La loi sur l’État-nation accorde des droits exclusifs « d’autodétermination nationale » – le droit de décider des priorités nationales d’Israël, d’importance symbolique et pratique – aux juifs, où qu’ils vivent, en Israël ou à l’étranger, qu’ils disposent ou non de la nationalité israélienne.
Pour les signataires de cette tribune, « il s’agit là d’un évident abus de pouvoir. Les juifs de diaspora ne peuvent d’aucune façon intervenir dans la définition de cette politique. Et le judaïsme n’a de toute évidence rien à voir là-dedans. C’est là la seule chose que nous, juifs, voulons aujourd’hui rappeler solennellement ».
Police et donneurs d’ordre coupable
« Pourquoi aujourd’hui ? Parce que le vendredi 13 mai, comme vous, comme des millions de personnes dans le monde, nous avons été les témoins bouleversés de la manière dont la police israélienne s’est attaquée au cortège de ceux qui souhaitaient accompagner à sa dernière demeure la journaliste américano-palestinienne Shireen Abu Akleh [...]. Témoins de la manière dont cette police s’est attaquée à ceux qui portaient son cercueil, et à son cercueil lui-même, qui a manqué de peu d’être renversé », poursuivent les signataires.
Ces derniers insistent sur le fait que « de tels faits, attestés par des images relayées sur toute la planète, souillent la terre dont certains croient qu’elle leur a été donnée par Dieu. Ils souillent aussi le judaïsme et notre humanité commune. Nous, juifs et humanistes, déclarons que cette police n’est pas notre police, que ses donneurs d’ordre ne nous sont rien. Et que les actes dont cette police et ses donneurs d’ordre se rendent coupables ne nous engagent pas ».

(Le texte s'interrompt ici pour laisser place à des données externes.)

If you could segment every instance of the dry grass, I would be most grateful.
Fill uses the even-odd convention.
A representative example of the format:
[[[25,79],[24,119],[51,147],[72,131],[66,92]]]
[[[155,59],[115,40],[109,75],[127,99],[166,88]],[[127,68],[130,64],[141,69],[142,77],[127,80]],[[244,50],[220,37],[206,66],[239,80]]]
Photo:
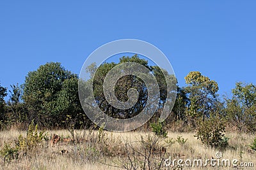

« Le judaïsme, quelle que soit la définition qu’on en donne, n’autorise ni n’ordonne aucun acte semblable. Héritiers, chacun à sa façon, d’une histoire séculaire faite de justes combats et de souffrances sans nom, nous, juifs et humanistes, avons de la judéité une idée incompatible avec la perpétration de tels actes. De cette judéité, nous ne détachons pas certains principes à nos yeux intangibles. Le simple respect des morts et de leur corps en fait partie », concluent les signataires, dont on peut citer la sénatrice Esther Benbassa, directrice d’études émérite à l’École pratique des hautes études (EPHE), le journaliste et historien Dominique Vidal, le militant anticolonialiste Michel Warschawski, ou encore l’historienne Sophie Bessis.